Really, the the gathering of 108 stars feels a bit forced here and maybe the game would have been better off not forcing itself to have 12 cooks or so many armor-upgrading people. Recruitment scenarios give these SODs a little more than just names, but even so, there really isn’t a good sense of world history besides these 3 isolated times. Even in the past people are scattered randomly; there is no real sense of culture.

I can see why Konami called this game “Suikoden” but it really shouldn’t have been. I think people would have enjoyed the game just the same if it said “Suikoden-like focus on plot and the ability to recruit a lot of characters”. Then again, Konami really sucked at marketing “Suikoden” in the first place, but it did better than Frontier Gate at least? Which is also supposedly not so bad of a game, but it’ll be a while before I can get to it.

For those with not so hot Japanese-reading skills
If you want to understand everything that’s going on and you aren’t a master at kanji, then you better have your dictionary handy. This game uses a lot of kanji; the characters are mostly readable but some kanji were just too hard for me to figure out how to look up. No furigana.

If you just need to know where to go next or what to gather, most of those things are in Katakana and/or Kanji. The game helpfully will highlight new places/items/names in color. If you just need to find an item in an area, you have to look around the place anyway and pick up the blue spheres, so eventually you’ll pick it up. None of the puzzles require any real understanding of Japanese; you just have to say yes to putting or taking things sometimes. As mentioned earlier, the location of the next plot event is also marked by a red flag on the world map. I don’t recall if there were any tricky “you need to find this person” events. Pretty much for recruiting you select the top option, which is usually “Please” or “Let’s go”. Otherwise for plot events your answer (typical of Suikoden) doesn’t change the plot. You might want to at least figure out which line says “I need more time” or “Wait a minute” so you don’t charge into a plot event you aren’t ready for.

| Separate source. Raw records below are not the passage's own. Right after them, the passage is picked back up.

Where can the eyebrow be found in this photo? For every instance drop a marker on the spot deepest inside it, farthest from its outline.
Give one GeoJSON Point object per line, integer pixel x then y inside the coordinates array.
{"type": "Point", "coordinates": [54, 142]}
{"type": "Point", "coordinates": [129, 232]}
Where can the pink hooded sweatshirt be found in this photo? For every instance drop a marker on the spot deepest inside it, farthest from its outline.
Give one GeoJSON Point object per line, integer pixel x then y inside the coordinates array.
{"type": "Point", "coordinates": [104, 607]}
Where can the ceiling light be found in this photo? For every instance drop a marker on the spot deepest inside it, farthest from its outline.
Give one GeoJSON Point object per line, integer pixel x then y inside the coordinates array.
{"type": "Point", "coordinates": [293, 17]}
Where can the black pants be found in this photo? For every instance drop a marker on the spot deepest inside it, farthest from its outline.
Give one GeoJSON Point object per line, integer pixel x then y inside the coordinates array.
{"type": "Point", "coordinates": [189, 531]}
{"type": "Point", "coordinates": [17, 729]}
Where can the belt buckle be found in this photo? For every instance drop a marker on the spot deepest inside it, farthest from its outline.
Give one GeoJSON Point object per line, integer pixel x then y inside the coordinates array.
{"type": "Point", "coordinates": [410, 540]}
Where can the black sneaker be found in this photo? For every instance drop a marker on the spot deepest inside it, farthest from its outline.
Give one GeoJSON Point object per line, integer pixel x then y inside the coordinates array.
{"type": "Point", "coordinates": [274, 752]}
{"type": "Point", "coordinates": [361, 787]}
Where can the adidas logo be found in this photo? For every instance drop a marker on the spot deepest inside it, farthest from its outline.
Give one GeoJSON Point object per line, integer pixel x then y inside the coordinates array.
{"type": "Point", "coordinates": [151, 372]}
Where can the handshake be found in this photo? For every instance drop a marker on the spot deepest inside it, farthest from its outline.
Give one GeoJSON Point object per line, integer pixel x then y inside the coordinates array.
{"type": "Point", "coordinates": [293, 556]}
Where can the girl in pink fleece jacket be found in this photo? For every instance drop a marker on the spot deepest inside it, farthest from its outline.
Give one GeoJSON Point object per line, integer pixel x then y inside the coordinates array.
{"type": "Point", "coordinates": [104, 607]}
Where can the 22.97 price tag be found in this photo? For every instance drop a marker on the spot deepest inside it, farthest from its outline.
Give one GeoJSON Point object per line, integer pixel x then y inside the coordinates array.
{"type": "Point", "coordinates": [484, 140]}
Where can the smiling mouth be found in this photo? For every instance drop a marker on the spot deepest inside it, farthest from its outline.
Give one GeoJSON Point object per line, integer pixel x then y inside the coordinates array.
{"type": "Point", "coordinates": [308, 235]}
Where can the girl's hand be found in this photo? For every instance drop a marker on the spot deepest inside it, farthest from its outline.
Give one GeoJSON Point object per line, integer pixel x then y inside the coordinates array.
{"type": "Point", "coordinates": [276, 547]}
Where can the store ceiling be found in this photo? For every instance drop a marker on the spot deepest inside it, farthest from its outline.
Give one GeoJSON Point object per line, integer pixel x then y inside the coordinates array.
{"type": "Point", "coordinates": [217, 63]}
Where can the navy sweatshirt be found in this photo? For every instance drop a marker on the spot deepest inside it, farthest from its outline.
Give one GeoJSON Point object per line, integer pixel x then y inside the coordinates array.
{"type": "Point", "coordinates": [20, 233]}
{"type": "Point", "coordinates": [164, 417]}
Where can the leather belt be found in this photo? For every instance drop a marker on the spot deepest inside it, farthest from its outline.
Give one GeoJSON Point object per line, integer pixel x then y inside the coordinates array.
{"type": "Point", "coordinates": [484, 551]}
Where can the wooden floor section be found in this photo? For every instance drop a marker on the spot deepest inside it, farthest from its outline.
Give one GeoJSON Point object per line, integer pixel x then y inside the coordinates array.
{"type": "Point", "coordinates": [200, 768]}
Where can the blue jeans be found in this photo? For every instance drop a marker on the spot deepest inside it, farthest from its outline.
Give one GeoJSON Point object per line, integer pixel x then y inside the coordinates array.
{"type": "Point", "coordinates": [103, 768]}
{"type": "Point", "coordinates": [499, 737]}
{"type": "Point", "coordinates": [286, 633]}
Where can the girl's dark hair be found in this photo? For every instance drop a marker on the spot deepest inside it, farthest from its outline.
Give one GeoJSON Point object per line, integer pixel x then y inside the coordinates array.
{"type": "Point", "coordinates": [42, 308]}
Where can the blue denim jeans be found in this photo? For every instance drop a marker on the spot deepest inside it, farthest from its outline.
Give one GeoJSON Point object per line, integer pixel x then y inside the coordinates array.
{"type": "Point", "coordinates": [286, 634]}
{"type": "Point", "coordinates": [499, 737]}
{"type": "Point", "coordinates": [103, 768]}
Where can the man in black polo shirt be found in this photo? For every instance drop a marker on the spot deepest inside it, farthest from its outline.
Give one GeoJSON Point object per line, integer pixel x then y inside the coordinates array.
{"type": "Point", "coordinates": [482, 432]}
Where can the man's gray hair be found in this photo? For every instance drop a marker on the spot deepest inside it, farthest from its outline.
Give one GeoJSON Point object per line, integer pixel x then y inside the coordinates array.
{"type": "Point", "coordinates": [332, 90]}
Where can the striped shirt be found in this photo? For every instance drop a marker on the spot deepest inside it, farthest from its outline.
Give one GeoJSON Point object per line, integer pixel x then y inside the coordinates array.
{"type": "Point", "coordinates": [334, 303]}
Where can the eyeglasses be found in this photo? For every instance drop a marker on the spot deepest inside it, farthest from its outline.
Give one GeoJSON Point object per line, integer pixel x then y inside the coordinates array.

So yes, this is a game  you can play with beginner-level Japanese skills. However to really understand it I suggest having a good grasp on grammar so you can look up the words you don’t know. The game isn’t the greatest at reusing the same few kanji over and over; I swear I learned at least 20 different ways to say “attack”. It’s not really a beginner-friendly game in that sense. On the other hand, if you are like me and want to learn to read Japanese for Japan-only RPGs, you can still advance in the game even without understanding what’s going on for the times when you are too tired to look up words, but you might end up missing a lot of dialogue.